Admission to the 7 p.m. show is $12 for adults and children 7 and younger are free. Musician Luke Kaufman will perform, and children can take free pony rides beginning at 6 p.m. The first 300 children will receive a free cowboy hat to get in the wild west spirit.

If fairgoers can't get enough of the wild west excitement Friday evening, two rodeo performances Saturday are sure to get their adrenaline going. Big Hat Rodeo, based out of Hebron in McHenry County, will be producing the fair's rodeo show for the 44th year, and Lenora Calzavara Nolan, part-owner, said the level of competitiveness is higher than ever.
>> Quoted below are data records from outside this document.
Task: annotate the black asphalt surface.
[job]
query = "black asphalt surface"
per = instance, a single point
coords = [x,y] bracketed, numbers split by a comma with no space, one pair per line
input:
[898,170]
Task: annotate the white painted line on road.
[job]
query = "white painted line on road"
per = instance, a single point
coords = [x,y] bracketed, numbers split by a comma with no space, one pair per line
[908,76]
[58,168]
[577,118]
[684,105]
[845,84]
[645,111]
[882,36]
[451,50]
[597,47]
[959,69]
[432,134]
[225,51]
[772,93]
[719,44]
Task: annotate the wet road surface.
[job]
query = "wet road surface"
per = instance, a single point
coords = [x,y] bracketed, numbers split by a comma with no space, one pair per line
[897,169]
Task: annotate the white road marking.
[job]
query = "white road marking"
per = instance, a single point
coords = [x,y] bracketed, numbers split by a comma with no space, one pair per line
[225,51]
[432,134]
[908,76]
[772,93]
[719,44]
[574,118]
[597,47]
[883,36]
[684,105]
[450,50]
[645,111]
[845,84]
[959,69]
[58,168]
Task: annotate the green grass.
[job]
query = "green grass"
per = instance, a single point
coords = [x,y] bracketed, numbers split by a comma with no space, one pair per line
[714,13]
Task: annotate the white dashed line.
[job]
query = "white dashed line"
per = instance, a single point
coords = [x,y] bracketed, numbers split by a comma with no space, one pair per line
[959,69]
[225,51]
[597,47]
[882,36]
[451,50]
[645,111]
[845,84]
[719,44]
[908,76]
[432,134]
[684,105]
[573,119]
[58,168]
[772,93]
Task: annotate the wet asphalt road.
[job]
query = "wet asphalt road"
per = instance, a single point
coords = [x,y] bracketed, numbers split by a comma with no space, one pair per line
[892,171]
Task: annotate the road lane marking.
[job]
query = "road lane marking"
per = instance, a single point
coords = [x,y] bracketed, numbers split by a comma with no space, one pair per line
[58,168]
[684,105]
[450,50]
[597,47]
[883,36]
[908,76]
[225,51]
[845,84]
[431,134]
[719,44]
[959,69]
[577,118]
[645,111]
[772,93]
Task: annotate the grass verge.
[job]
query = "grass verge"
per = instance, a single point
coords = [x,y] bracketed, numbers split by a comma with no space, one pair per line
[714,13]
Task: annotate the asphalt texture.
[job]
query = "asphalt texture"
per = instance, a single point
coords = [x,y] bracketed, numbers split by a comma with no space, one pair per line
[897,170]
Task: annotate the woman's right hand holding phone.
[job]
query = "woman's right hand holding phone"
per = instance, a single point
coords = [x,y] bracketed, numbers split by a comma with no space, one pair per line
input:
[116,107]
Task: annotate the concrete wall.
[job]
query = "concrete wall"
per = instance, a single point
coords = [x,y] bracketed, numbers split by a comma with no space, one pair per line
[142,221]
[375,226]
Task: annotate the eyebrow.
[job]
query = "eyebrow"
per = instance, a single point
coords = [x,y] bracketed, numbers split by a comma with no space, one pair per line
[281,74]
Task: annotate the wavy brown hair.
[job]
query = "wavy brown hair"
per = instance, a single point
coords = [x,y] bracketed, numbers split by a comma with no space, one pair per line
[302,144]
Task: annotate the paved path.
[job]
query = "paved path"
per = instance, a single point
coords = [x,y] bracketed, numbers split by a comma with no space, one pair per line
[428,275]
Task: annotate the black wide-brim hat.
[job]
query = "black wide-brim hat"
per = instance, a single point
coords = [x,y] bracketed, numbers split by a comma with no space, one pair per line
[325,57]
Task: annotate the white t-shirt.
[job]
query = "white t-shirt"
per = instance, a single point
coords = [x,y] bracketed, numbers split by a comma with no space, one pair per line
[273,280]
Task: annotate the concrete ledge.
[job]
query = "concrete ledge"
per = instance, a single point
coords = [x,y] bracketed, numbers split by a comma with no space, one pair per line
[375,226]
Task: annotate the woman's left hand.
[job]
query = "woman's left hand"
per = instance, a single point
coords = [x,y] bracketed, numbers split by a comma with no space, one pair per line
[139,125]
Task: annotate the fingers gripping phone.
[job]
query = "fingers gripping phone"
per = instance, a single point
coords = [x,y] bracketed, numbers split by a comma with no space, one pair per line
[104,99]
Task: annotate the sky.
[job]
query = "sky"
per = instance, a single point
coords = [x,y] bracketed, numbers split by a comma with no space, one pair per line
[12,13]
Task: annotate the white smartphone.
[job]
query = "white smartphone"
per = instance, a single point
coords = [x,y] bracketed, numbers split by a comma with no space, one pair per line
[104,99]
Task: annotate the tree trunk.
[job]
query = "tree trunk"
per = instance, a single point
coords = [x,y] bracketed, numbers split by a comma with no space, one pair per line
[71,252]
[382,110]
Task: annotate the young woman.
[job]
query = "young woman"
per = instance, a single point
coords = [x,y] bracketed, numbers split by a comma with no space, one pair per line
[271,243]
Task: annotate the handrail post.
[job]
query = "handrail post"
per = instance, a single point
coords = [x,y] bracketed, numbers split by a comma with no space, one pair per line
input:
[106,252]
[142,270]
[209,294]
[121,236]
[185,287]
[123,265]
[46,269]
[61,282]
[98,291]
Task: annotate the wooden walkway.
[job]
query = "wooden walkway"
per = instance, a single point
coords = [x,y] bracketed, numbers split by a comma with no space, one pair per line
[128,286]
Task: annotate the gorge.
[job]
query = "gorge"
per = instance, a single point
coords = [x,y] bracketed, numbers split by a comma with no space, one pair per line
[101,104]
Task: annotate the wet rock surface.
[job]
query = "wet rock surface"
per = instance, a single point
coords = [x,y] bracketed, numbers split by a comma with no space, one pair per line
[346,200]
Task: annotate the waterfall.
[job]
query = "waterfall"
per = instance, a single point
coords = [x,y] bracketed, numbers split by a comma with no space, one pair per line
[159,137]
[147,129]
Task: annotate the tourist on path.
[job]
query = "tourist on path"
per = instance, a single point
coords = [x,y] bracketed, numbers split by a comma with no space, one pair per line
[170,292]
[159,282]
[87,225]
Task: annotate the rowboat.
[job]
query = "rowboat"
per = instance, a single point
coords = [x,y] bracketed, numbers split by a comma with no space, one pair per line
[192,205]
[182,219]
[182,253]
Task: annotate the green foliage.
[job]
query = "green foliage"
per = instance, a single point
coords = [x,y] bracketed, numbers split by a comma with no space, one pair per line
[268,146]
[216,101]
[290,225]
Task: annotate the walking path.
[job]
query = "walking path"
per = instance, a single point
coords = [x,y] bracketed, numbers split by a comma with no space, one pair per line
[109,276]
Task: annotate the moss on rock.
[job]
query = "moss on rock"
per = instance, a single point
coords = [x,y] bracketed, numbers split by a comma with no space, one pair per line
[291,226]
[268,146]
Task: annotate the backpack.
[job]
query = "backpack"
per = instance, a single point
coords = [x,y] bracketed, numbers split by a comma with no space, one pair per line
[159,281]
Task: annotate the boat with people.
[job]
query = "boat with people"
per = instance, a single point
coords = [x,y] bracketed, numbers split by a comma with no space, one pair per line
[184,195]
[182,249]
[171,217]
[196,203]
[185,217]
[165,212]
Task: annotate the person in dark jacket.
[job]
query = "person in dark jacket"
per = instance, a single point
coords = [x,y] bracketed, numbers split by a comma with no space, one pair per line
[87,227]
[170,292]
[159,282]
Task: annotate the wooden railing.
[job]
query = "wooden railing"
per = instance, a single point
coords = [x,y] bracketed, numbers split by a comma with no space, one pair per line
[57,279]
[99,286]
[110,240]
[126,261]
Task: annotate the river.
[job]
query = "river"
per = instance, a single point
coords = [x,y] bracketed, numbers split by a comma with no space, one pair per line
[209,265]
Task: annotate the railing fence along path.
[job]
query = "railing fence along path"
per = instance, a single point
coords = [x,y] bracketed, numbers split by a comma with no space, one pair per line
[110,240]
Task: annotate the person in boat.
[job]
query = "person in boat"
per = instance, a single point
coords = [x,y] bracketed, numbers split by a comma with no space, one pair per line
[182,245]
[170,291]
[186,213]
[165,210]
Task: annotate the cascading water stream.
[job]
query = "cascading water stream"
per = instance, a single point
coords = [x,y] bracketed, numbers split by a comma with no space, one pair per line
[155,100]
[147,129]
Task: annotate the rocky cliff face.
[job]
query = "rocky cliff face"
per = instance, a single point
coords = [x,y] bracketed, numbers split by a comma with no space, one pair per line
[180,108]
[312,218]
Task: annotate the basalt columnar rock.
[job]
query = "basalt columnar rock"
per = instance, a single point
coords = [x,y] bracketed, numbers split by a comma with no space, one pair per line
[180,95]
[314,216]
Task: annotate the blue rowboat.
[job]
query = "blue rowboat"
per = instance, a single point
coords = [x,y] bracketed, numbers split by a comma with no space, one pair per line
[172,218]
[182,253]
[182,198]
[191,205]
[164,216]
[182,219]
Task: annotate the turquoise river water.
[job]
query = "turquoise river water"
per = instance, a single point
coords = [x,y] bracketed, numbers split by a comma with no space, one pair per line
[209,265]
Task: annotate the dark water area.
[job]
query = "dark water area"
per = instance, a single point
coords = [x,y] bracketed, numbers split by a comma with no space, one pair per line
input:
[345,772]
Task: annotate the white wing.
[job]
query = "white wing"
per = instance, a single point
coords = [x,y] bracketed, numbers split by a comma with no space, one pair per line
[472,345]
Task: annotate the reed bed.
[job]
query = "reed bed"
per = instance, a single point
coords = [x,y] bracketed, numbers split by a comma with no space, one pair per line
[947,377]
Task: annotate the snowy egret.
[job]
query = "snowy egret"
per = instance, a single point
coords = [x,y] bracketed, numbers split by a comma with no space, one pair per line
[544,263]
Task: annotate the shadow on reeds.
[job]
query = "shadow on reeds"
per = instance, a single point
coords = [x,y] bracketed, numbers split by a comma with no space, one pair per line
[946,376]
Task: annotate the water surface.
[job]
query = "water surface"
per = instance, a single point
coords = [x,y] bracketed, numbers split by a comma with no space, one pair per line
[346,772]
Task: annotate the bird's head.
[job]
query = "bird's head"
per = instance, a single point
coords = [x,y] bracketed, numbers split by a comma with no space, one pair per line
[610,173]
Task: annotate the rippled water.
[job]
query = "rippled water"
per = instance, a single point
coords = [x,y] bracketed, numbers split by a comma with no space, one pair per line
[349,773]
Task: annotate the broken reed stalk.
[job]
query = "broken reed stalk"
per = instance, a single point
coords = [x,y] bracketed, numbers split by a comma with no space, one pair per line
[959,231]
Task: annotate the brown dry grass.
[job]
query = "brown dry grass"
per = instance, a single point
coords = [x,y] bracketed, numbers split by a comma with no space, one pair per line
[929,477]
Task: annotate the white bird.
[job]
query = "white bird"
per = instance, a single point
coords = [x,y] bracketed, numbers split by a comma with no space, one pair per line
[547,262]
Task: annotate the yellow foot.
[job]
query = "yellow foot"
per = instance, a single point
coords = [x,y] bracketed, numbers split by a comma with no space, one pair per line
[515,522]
In two shows, at 2 and 7 p.m. Saturday, July 21, Big Hat's top athletes will compete in bareback riding, tie-down roping, shadow bronc riding, steer wrestling, cowgirl barrel racing and bull riding.

Calzavara Nolan said Big Hat is involved in the push to make the Midwest the capital of cowgirl barrel racing, as opposed to Oklahoma or Texas. In the event, the women compete on their horses, making tight turns around three barrels. Places are determined by the thousandth of a second.

"Particularly in Midwest, girls have become so competitive," Calzavara Nolan said. "It's such a fast, fun event to watch."

In addition to the competitions, she said the entertainment for this year is top-notch, including four-time rodeo clown of the year Dusty Myers and popular rodeo announcer Matt McGee.

Tickets for Saturday's shows are $10, including games for children and families during the two-hour shows.

"First-time rodeo-goers will be really surprised by the athletes, the animals, the production and how much fun entire family can have," she said.

The Kane County Fair continues through Sunday, July 22; for details, visit kanecountyfair.com.